No major difference was found in low oxygen saturation, and blood pressure trajectories were broadly similar between treatments in this analysis. The probability of SpO2 < 92% was near zero for both groups: 0.007 for IV ketamine and 0.003 for intranasal esketamine (P = .25). Both treatments showed relatively stable systolic blood pressure trajectories over time, while diastolic blood pressure showed a slight downward trend in both groups.

Yes, pulse changes differed modestly at the baseline maintenance phase. The mean change in pulse was 4.4 with IV ketamine and 5.9 with intranasal esketamine, with a ratio of 0.74 (95% CI, 0.58–0.96; P = .02). The study also found that pulse rate changes gradually increased over time in the IV ketamine group.

Maintenance treatment was individualized based on depressive symptoms. After an initial positive response, most patients received 4 weekly treatments, and if response was maintained, treatment frequency was gradually reduced to every 2 weeks, then every 3 weeks, then every 4 weeks, and then every 5 to 6 weeks. If symptoms recurred, treatment frequency was increased to maintain symptom stability.

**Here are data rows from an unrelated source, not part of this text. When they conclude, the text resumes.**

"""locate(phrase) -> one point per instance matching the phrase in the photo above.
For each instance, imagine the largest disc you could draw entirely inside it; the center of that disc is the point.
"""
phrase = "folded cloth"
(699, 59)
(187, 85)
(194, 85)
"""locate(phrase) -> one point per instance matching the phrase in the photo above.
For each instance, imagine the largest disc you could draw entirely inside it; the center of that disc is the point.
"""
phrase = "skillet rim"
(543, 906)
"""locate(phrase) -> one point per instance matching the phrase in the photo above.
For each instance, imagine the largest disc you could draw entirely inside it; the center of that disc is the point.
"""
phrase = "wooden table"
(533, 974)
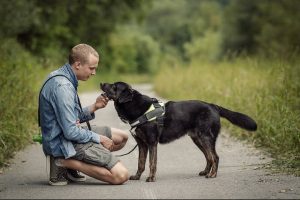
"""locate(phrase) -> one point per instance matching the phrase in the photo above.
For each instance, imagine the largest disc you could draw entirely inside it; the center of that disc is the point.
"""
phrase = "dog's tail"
(237, 118)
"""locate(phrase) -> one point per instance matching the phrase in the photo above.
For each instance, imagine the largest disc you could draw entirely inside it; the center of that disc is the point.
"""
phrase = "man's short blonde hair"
(81, 53)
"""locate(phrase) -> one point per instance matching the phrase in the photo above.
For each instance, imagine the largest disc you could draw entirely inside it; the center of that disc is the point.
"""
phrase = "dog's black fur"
(200, 119)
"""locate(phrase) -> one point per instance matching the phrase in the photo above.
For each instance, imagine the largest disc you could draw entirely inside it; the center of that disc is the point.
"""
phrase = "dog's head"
(119, 91)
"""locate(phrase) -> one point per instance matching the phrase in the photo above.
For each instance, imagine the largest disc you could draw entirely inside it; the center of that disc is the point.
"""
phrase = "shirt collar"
(72, 75)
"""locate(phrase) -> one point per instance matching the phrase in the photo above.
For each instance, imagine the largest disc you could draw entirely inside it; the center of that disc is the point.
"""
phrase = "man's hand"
(106, 142)
(101, 102)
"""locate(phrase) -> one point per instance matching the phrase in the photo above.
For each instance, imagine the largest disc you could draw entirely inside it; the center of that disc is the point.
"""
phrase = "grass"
(267, 90)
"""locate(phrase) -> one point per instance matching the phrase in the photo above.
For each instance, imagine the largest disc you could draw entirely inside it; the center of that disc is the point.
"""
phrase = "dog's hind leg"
(143, 151)
(208, 162)
(207, 145)
(152, 162)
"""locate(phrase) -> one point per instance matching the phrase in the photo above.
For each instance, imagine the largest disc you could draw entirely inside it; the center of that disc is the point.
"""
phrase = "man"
(71, 146)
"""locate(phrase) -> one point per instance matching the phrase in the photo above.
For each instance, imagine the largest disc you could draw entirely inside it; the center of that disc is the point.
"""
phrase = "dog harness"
(155, 112)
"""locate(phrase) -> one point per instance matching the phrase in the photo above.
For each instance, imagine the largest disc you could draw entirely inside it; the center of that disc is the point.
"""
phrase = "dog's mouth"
(105, 88)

Maintenance treatment was considered for patients who showed at least a partial response, defined as more than 25% reduction in QIDS from baseline, or who subjectively reported significant improvement with clinical evaluation during the acute phase. If patients maintained response at 6-week intervals, discontinuation was considered after 2 cycles.

The analysis included 56 maintenance-phase cycles from 38 adult patients with treatment-refractory depression treated at a single site. Patients had major depressive disorder or bipolar disorder diagnosed by DSM-5 criteria and had failed to respond to at least 2 adequate depression treatments in the current episode. Eligible treatments included antidepressants, mood stabilizers for bipolar depression, atypical antipsychotics, electroconvulsive therapy, or transcranial magnetic stimulation.

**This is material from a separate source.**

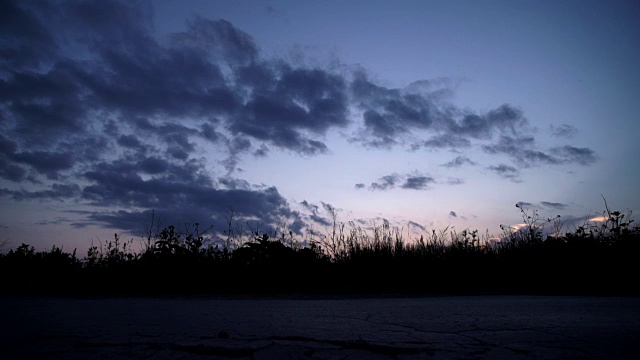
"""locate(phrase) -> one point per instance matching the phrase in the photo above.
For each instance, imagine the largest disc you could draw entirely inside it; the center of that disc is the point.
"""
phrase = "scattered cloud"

Patients with a psychotic disorder, substance use disorder within 6 months except nicotine and caffeine, cognitive disorders, or another primary psychiatric disorder that was not a mood disorder were excluded.

Patients were not randomized. Treatment allocation depended on patient preference or insurance coverage. The authors noted that in their sample, all patients except 1 receiving IV ketamine had treatment covered by insurance, and they stated that allocation mostly came down to patient preference.

This was a preplanned secondary analysis of a previously published retrospective cohort study conducted in a single real-world clinic. Because it was observational rather than randomized, the findings show associations between maintenance treatment type and outcomes but do not establish definitive causation. The authors state that the results should be investigated in a randomized controlled trial or validated in larger longitudinal cohort studies.

The main limitation was the small sample size, particularly in the intranasal esketamine group. Patients also continued or modified other psychotropic medications or psychotherapy as part of usual care, so the study could not determine whether those treatments interacted with ketamine or esketamine.

Vital-sign monitoring differed between groups, with more frequent monitoring for IV ketamine than for intranasal esketamine, which could affect detection of abnormalities. The authors also noted that the findings are not generalizable to patients without treatment-refractory depression.

Yes. During maintenance treatment, 3 patients attempted suicide while receiving IV ketamine. Two of those patients had a history of suicide attempts before starting ketamine treatment.

According to the report, ketamine therapy was continued briefly for 1 patient who had difficulty maintaining safety but was eventually stopped. The other 2 patients, who had previously responded well to IV ketamine, continued treatment after clinicians weighed the benefits against the risks.